On April 27, 2017, a bipartisan group of lawmakers introduced the Remote Transactions Parity Act (RTPA) of 2017. Similar legislation was introduced in 2015 but failed to be enacted. Like the MFA, the legislation would also create sales and use tax collection obligations for remote sellers, but has some differences and additional provisions. Some key differences from the Marketplace Fairness Act include a different definition of a small seller.  The RTPA has a phased in threshold starting at $10million in year one, then $5million, then $1million.  In year 4, there is no threshold.  In addition to the monetary thresholds, any seller that sells on an electronic marketplace is considered a small seller.  A difference from the 2015 version of the bill is an inclusion of a definition of remote seller which specifies when a company is NOT a remote seller which includes physical presences for more than 15 days in a state, leasing or owning real property and using an agent to establish or maintain the market in a state if the agent does not perform business services in the state for any other person during the taxable year.  For more information on the Remote Transaction Parity Act of 2015, visit House Introduces Remote Transactions Parity Act of 2015. (Marketplace Fairness Act of 2017, Remote Transactions Parity Act of 2017)


A web security services company was not liable for Texas sales tax on sales of digital (SSL) certificates which allowed customers to establish secure, encrypted connections over the Internet. The company would authenticate a customer’s identity then issue a digital certificate that contained the customer’s public key and metadata. The customer could put the digital certificate on its web server. The digital certificates did not fall within the definition of a taxable computer program since they did not provide a set of coded instructions designed to process data or perform a task. The digital certificates represented an intangible. Since the digital certificate was not computer software or other tangible personal property, it was not subject to tax. The company’s service of verifying the identity of a customer and providing a digital certificate did not constitute a taxable data processing service since the company was not compiling and producing records of transactions, maintaining information, or entering and retrieving information. While an end user’s web browser could use the public key contained in a customer’s digital certificate to encrypt communications (which is considered data processing), the encryption and decryption was not performed by the company but by software built into the end users’ web browsers. The company’s authentication services, provision of digital certificates, and resolution services were not taxable as information services, since the company was not furnishing general or specialized news or other current information. The services also did not fall under the definition of a telecommunications service.(Letter No. 201608960L (PLR #152600379), Texas Comptroller of Public Accounts, August 19, 2016)
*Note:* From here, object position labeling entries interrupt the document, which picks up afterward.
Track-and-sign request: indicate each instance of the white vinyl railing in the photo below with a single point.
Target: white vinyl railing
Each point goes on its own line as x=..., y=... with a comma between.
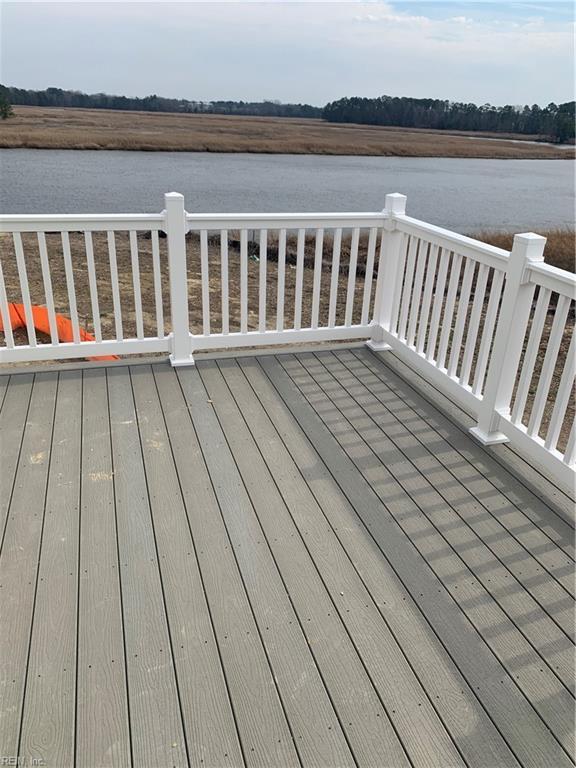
x=492, y=329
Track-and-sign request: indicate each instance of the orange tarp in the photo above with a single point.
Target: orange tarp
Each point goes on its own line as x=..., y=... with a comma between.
x=42, y=324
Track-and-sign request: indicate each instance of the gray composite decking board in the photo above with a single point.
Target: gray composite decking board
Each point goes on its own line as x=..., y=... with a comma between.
x=155, y=718
x=19, y=557
x=308, y=520
x=510, y=515
x=206, y=709
x=525, y=732
x=264, y=734
x=102, y=724
x=315, y=729
x=376, y=400
x=12, y=422
x=390, y=440
x=48, y=719
x=549, y=508
x=385, y=388
x=371, y=737
x=318, y=734
x=471, y=729
x=529, y=480
x=552, y=700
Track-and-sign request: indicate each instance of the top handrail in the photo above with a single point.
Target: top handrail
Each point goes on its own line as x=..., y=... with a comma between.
x=468, y=246
x=26, y=222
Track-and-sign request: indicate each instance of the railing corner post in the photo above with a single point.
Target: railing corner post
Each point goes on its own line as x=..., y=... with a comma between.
x=175, y=216
x=508, y=339
x=387, y=271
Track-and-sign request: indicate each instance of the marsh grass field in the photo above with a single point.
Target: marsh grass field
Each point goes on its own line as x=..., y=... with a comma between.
x=69, y=128
x=559, y=252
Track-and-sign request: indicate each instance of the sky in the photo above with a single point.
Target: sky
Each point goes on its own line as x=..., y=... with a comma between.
x=314, y=52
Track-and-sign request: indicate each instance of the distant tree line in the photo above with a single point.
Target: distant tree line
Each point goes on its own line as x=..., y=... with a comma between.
x=555, y=121
x=57, y=97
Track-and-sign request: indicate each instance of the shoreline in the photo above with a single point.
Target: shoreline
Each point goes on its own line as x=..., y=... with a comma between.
x=294, y=152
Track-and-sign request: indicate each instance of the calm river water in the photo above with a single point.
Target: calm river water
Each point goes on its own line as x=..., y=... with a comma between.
x=461, y=194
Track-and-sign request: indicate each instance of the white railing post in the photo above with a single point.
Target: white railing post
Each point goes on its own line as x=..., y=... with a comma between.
x=387, y=271
x=508, y=338
x=176, y=235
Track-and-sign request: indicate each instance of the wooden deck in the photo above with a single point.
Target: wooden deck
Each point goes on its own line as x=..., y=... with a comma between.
x=292, y=560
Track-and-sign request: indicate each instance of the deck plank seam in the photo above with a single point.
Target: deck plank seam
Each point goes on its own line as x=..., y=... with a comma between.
x=458, y=514
x=507, y=673
x=242, y=581
x=120, y=580
x=201, y=575
x=16, y=465
x=78, y=574
x=38, y=562
x=463, y=679
x=159, y=568
x=4, y=392
x=345, y=627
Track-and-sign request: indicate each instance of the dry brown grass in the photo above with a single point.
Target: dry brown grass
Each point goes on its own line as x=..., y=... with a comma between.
x=57, y=128
x=559, y=252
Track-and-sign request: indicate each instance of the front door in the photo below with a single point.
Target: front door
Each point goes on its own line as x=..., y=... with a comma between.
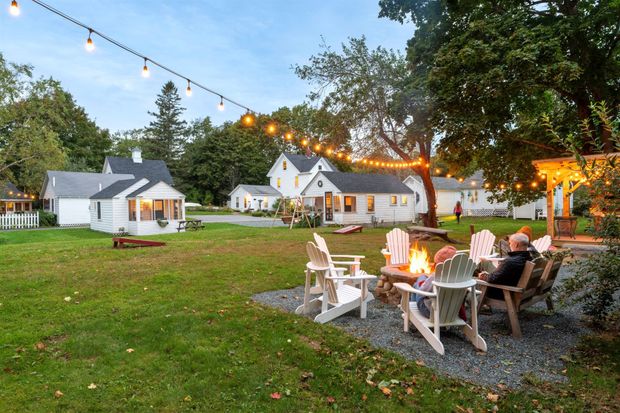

On August 25, 2016, House Judiciary Committee Chairman Robert Goodlatte released a discussion draft of the Online Sales Simplification Act of 2016. The legislation would implement a “hybrid origin” approach for remote sales. Under the legislation, states could impose sales tax on remote sales if the origin state participates in a clearinghouse.In this case, the tax is based on the origin state’s baseand taxability rules. The rate would be the origin state rate, unless the destination state participates. In that case, the rate used would be a single state-wide rate determined by each participating destination state. A remote seller would only remit sales tax to its origin state for all remote sales. Only the origin state would be able to audit a seller for remote sales. Non-participating states would not be able to receive distributions from the clearinghouse. Sellers would be required to provide reporting for remotes sales into participating states to the Clearinghouse so it can distribute the tax to the destination state. We will continue to monitor activity and update when the official bill is introduced.  (Discussion draft of Online Sales Simplification Act of 2016)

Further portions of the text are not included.